A few months ago, one of BGFI Bank’s competitors, Bank of Africa, allegedly suffered a similar attack in Mali.

And on 26 May Senegal’s government websites went down. Sénégal Numérique, which manages the State’s digital infrastructure, put out a statement that service had been restored after an ‘attempted sabotage’ that had been ‘rapidly contained’.

1. Why is Africa a target?

In recent years, the African continent has seen exponential growth in mobile and fixed internet penetration. The influx of new users, the gradual digitisation of businesses and government departments and the spread of teleworking have all brought an increase in the number of ‘entry points’ for malicious hackers.

Be it a password that is too easy to guess, a telephone scam, or an email with a malicious link, various methods are used by online criminals to penetrate individual or professional telephones and computers, as well as entire corporate computer networks. The continent, less digitally secure than the global average, offers hackers an ideal gateway into international corporate networks. In response, governments are stepping up campaigns to raise awareness of good digital practices and are putting in place tools to prevent attacks. Businesses, meanwhile, are gradually realising the importance of investing in protection tools.
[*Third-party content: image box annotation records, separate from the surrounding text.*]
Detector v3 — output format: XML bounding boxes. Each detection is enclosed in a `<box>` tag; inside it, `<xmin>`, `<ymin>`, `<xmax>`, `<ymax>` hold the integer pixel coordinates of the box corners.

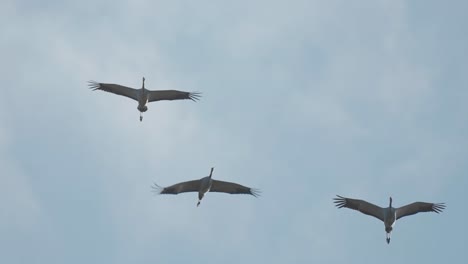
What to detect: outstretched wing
<box><xmin>88</xmin><ymin>81</ymin><xmax>138</xmax><ymax>101</ymax></box>
<box><xmin>333</xmin><ymin>195</ymin><xmax>384</xmax><ymax>221</ymax></box>
<box><xmin>148</xmin><ymin>90</ymin><xmax>201</xmax><ymax>102</ymax></box>
<box><xmin>210</xmin><ymin>180</ymin><xmax>260</xmax><ymax>197</ymax></box>
<box><xmin>151</xmin><ymin>180</ymin><xmax>201</xmax><ymax>194</ymax></box>
<box><xmin>396</xmin><ymin>202</ymin><xmax>445</xmax><ymax>219</ymax></box>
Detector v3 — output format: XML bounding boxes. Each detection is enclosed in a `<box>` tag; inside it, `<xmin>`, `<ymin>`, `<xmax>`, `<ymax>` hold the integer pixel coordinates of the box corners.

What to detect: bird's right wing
<box><xmin>396</xmin><ymin>202</ymin><xmax>445</xmax><ymax>219</ymax></box>
<box><xmin>88</xmin><ymin>81</ymin><xmax>138</xmax><ymax>101</ymax></box>
<box><xmin>210</xmin><ymin>180</ymin><xmax>260</xmax><ymax>197</ymax></box>
<box><xmin>151</xmin><ymin>180</ymin><xmax>201</xmax><ymax>194</ymax></box>
<box><xmin>333</xmin><ymin>195</ymin><xmax>384</xmax><ymax>221</ymax></box>
<box><xmin>148</xmin><ymin>90</ymin><xmax>201</xmax><ymax>102</ymax></box>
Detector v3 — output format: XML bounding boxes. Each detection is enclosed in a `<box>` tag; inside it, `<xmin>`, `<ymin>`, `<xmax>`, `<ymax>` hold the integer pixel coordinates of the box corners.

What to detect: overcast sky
<box><xmin>0</xmin><ymin>0</ymin><xmax>468</xmax><ymax>264</ymax></box>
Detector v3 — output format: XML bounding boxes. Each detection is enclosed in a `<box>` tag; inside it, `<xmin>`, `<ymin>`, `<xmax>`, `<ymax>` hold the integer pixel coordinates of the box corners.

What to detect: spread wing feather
<box><xmin>210</xmin><ymin>180</ymin><xmax>260</xmax><ymax>197</ymax></box>
<box><xmin>148</xmin><ymin>90</ymin><xmax>201</xmax><ymax>102</ymax></box>
<box><xmin>88</xmin><ymin>81</ymin><xmax>138</xmax><ymax>101</ymax></box>
<box><xmin>151</xmin><ymin>180</ymin><xmax>201</xmax><ymax>194</ymax></box>
<box><xmin>333</xmin><ymin>195</ymin><xmax>384</xmax><ymax>221</ymax></box>
<box><xmin>396</xmin><ymin>202</ymin><xmax>445</xmax><ymax>219</ymax></box>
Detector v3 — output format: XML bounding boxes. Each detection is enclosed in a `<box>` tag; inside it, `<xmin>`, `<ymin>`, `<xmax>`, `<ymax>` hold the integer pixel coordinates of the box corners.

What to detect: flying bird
<box><xmin>152</xmin><ymin>168</ymin><xmax>260</xmax><ymax>207</ymax></box>
<box><xmin>333</xmin><ymin>195</ymin><xmax>445</xmax><ymax>244</ymax></box>
<box><xmin>88</xmin><ymin>77</ymin><xmax>201</xmax><ymax>121</ymax></box>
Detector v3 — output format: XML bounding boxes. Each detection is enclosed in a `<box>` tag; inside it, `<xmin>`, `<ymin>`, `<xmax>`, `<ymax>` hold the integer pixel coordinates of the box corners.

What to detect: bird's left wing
<box><xmin>333</xmin><ymin>195</ymin><xmax>384</xmax><ymax>221</ymax></box>
<box><xmin>210</xmin><ymin>180</ymin><xmax>260</xmax><ymax>197</ymax></box>
<box><xmin>151</xmin><ymin>180</ymin><xmax>201</xmax><ymax>194</ymax></box>
<box><xmin>88</xmin><ymin>81</ymin><xmax>138</xmax><ymax>101</ymax></box>
<box><xmin>148</xmin><ymin>90</ymin><xmax>201</xmax><ymax>102</ymax></box>
<box><xmin>396</xmin><ymin>202</ymin><xmax>445</xmax><ymax>219</ymax></box>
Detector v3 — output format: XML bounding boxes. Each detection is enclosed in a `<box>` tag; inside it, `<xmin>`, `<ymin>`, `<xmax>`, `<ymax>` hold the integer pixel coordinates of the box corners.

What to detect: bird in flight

2. Which countries are the most affected?

The number of cyberattacks is directly correlated with the level of internet penetration in a country. With 44% of the population covered by mobile internet across the continent, Africa is only at the beginning of the threats it will have to face in the years to come. Africa’s regions are not equipped equally. Southern Africa is the best connected, ahead of North and West Africa.
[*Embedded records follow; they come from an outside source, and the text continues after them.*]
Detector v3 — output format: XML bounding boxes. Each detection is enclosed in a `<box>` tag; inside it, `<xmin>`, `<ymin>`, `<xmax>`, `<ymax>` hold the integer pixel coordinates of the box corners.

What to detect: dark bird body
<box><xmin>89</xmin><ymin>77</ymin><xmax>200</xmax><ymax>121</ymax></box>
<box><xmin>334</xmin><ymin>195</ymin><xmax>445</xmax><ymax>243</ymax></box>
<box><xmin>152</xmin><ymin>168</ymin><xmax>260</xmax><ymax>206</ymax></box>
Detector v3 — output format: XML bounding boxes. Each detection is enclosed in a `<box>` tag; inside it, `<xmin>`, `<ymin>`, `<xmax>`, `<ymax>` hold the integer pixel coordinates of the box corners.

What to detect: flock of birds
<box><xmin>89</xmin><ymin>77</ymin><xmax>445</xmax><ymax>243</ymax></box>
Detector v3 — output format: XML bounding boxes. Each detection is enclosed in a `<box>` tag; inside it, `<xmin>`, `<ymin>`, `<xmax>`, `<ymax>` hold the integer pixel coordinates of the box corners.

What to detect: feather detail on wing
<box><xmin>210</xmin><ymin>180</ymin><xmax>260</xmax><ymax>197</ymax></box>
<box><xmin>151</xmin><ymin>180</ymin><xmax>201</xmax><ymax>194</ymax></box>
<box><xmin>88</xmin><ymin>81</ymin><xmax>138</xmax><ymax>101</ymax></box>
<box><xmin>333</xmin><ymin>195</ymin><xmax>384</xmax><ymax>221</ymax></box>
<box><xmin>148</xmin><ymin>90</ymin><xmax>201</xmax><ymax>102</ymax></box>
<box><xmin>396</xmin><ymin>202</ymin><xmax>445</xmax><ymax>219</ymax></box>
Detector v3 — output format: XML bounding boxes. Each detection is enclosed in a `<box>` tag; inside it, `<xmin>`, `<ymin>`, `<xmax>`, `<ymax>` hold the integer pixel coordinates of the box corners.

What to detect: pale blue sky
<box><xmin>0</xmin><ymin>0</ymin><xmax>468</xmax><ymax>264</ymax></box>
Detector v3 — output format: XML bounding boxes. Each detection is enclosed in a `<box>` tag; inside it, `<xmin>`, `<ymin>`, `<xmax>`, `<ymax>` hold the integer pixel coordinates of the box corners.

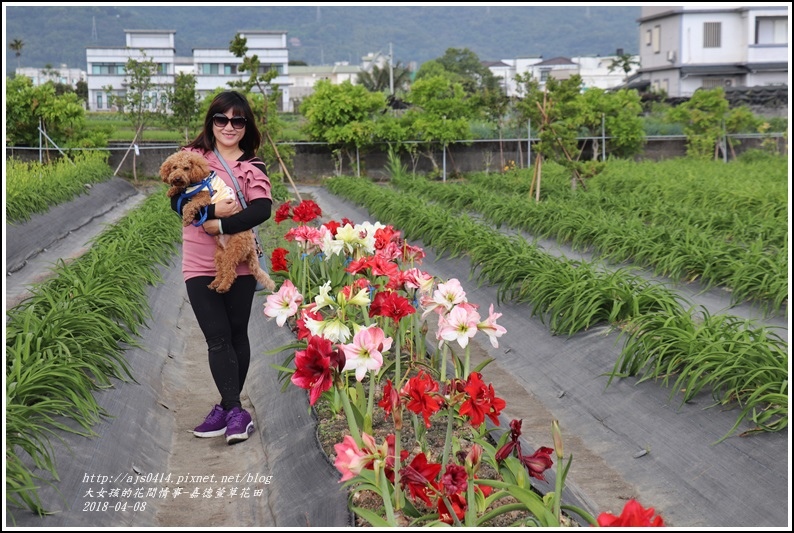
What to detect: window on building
<box><xmin>91</xmin><ymin>63</ymin><xmax>125</xmax><ymax>76</ymax></box>
<box><xmin>703</xmin><ymin>22</ymin><xmax>722</xmax><ymax>48</ymax></box>
<box><xmin>755</xmin><ymin>17</ymin><xmax>788</xmax><ymax>44</ymax></box>
<box><xmin>199</xmin><ymin>63</ymin><xmax>218</xmax><ymax>74</ymax></box>
<box><xmin>651</xmin><ymin>26</ymin><xmax>662</xmax><ymax>54</ymax></box>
This is also true of the countries considered by experts to be the most targeted. According to the Interpol report on cyber threats in Africa in 2022 (published in March 2023), Trojan horses (malicious software used to steal sensitive information) in the banking sector affected Morocco most, with 18,827 detections, ahead of South Africa (6,560), Nigeria (5,366), Cameroon (1,462) and Algeria (691).
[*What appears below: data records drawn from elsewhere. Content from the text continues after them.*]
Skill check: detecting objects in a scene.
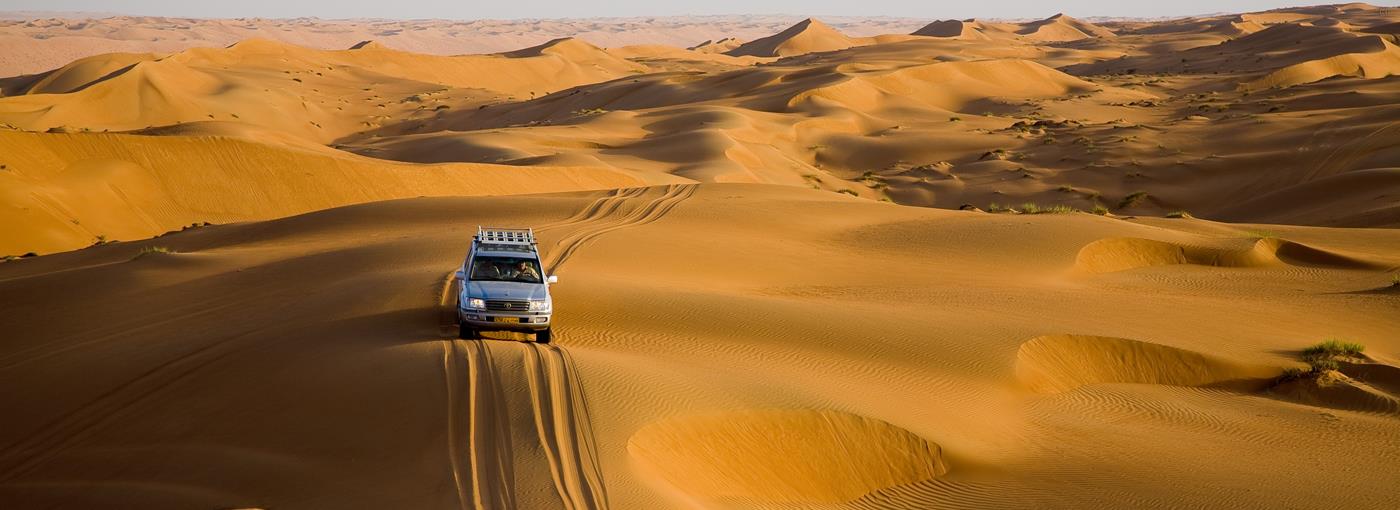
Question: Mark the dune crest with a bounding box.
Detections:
[1016,335,1280,394]
[627,409,948,504]
[1075,237,1383,273]
[1016,14,1116,42]
[911,20,990,41]
[725,18,857,56]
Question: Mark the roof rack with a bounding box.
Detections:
[476,226,535,245]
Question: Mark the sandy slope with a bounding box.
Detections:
[0,6,1400,255]
[0,185,1400,509]
[0,11,927,76]
[0,4,1400,510]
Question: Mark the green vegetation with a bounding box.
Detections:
[1119,191,1148,209]
[1303,338,1366,363]
[132,247,175,261]
[1021,202,1079,214]
[1275,339,1366,384]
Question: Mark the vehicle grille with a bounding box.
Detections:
[486,300,529,311]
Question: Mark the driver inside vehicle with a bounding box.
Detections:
[515,261,539,282]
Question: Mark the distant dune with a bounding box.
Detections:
[0,4,1400,510]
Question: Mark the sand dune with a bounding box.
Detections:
[0,185,1400,509]
[913,20,990,41]
[1075,237,1385,273]
[1016,14,1114,42]
[1016,335,1280,392]
[627,411,946,504]
[0,11,927,76]
[0,132,644,254]
[725,18,857,56]
[0,4,1400,510]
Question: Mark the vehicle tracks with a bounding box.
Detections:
[545,184,699,273]
[438,185,697,510]
[525,343,608,510]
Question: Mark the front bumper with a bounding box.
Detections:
[456,310,550,331]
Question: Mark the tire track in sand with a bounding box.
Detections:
[442,339,515,510]
[438,185,697,510]
[525,343,608,510]
[545,184,699,273]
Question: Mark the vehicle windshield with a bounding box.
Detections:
[472,256,545,283]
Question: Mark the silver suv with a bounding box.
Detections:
[455,227,559,343]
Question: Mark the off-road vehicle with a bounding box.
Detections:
[456,227,559,343]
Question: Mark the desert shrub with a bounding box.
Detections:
[1119,191,1148,209]
[1303,338,1366,360]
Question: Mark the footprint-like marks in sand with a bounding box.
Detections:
[1075,237,1385,273]
[627,409,948,506]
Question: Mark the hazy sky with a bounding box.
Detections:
[0,0,1400,20]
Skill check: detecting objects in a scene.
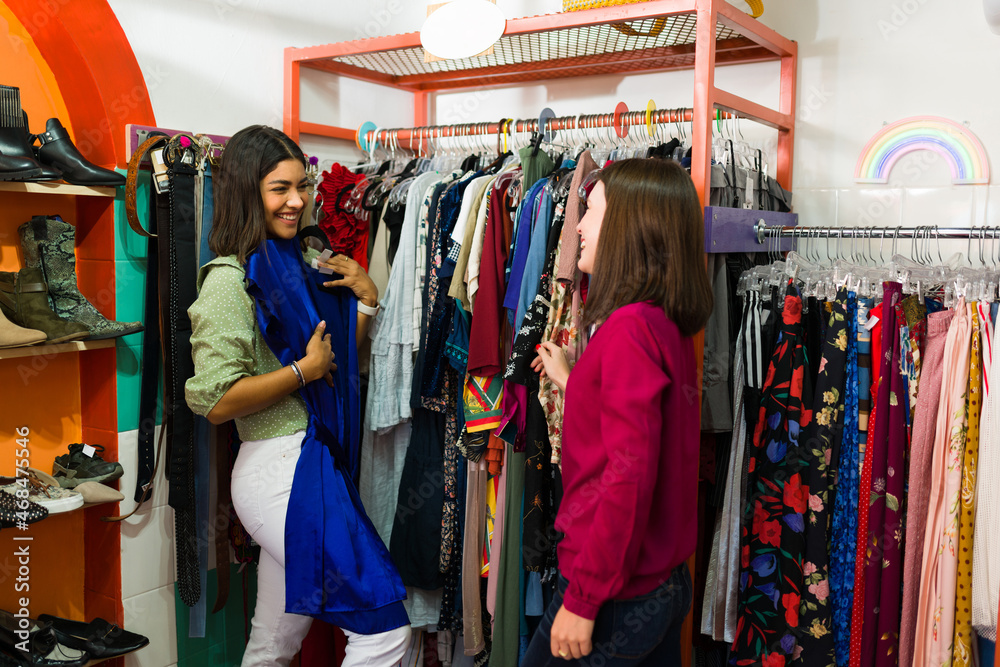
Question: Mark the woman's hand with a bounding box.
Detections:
[549,607,594,660]
[298,321,337,387]
[531,341,569,391]
[319,255,378,308]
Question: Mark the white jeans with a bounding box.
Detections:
[232,432,410,667]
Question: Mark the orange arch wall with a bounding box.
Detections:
[0,0,156,632]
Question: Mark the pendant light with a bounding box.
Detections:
[983,0,1000,35]
[420,0,507,60]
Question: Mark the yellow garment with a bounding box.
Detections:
[479,475,500,577]
[951,303,982,667]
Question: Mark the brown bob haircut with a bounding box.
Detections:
[583,159,712,336]
[208,125,306,264]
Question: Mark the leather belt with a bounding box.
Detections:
[125,134,168,238]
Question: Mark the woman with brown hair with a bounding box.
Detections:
[522,159,712,667]
[185,125,410,667]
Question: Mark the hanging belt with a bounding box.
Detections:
[157,158,201,606]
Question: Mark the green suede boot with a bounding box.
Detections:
[17,215,143,340]
[0,268,90,343]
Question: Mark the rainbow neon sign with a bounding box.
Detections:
[854,116,990,185]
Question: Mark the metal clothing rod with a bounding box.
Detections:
[365,108,749,146]
[754,220,1000,243]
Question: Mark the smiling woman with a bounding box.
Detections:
[260,159,309,239]
[185,125,409,667]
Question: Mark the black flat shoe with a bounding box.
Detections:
[38,614,149,660]
[0,610,91,667]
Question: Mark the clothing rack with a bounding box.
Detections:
[365,108,752,146]
[754,220,1000,243]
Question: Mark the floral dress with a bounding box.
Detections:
[796,289,848,667]
[731,284,812,667]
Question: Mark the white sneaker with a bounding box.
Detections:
[0,470,83,514]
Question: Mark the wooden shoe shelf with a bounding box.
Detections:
[0,0,155,652]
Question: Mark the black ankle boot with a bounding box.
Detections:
[36,118,125,187]
[0,85,42,181]
[24,111,62,181]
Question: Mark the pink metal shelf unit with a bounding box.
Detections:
[284,0,797,202]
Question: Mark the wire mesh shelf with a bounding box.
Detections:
[331,14,752,77]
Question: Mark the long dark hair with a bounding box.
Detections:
[583,159,712,336]
[208,125,306,264]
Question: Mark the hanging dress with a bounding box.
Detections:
[899,310,954,667]
[830,292,859,667]
[799,288,848,667]
[951,304,982,667]
[913,299,971,667]
[731,284,812,665]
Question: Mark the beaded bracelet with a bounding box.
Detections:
[288,361,306,389]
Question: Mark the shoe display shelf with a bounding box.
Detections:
[0,181,117,197]
[0,0,156,666]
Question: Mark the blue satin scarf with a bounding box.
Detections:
[246,239,409,634]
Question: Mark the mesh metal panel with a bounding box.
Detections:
[333,14,740,76]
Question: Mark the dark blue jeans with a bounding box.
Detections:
[521,564,691,667]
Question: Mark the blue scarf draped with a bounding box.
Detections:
[246,239,409,634]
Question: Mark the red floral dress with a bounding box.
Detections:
[731,285,812,667]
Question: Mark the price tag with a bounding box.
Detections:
[743,169,757,209]
[313,250,333,274]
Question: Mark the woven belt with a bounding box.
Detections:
[125,134,168,237]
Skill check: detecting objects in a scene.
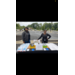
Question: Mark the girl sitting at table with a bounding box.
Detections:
[37,30,51,43]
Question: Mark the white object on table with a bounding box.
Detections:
[36,43,43,50]
[46,43,58,51]
[33,40,41,43]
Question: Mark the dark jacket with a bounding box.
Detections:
[22,31,30,41]
[38,33,51,43]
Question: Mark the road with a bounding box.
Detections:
[16,31,58,40]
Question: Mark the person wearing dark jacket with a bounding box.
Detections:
[37,30,51,43]
[22,27,30,43]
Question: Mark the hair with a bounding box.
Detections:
[24,27,29,30]
[44,29,47,31]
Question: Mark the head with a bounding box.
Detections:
[25,27,28,31]
[44,30,47,33]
The Shadowserver Foundation, which specialises in collecting and analysing online malicious activity, points out that South Africa was the preferred target for ransomware in 2022, account for 42% of attacks, well ahead of Morocco (8%), Botswana and Egypt (6% each), and the Kenya-Tanzania duo (4%).

3. Are some sectors targeted more than others?

Historically, the banking and financial sectors have been the first to fall victim, in particular to the false transfer order scam, which is not really a cyberattack but more a matter of social intelligence. In this technique, an offender pretends to be someone else over the phone or by email to get his target to make a transfer in his favour. Banking and insurance companies are the main targets of phishing attacks (messages sent by fake email accounts or websites urging victims to provide personal information), but they are also the most aware of and best equipped to deal with cyber threats. When it comes to ransomware, on the other hand, Interpol stresses that critical energy and transport infrastructures are among the favourite targets of hackers.

4. What motivates hackers?

Phishing, ransomware, Trojan horses, cyber-extortion, criminal software – the modus operandi may differ, but the motives are always either economic or political. Last March, for example, hackers from the Medusa group, who infiltrated the Malian subsidiary of Bank of Africa, put their booty of two terabytes of data up for sale on the dark web for $2m. It is unclear whether they were finally able to sell the database. According to Interpol, the average ransom for attacks carried out in 2022 was $812,000, although 21% of them were under $10,000.

On the other hand, the attack that targeted various departments of the Senegalese government at the end of May was perpetrated in the name of freedom of expression and for the withdrawal of Macky Sall’s candidacy for the next presidential election in February 2024.

5. How far can they go?

From the simple suspension of access to a site to the blocking of sensitive infrastructure, identity theft, or extortion of funds, a cyberattack can cause substantial financial damage to companies and governments, as well as political destabilisation and even loss of life when blackmail based on stolen information is used specifically against one or more people. This is all the more reason for African companies and governments to step up their cybersecurity measures.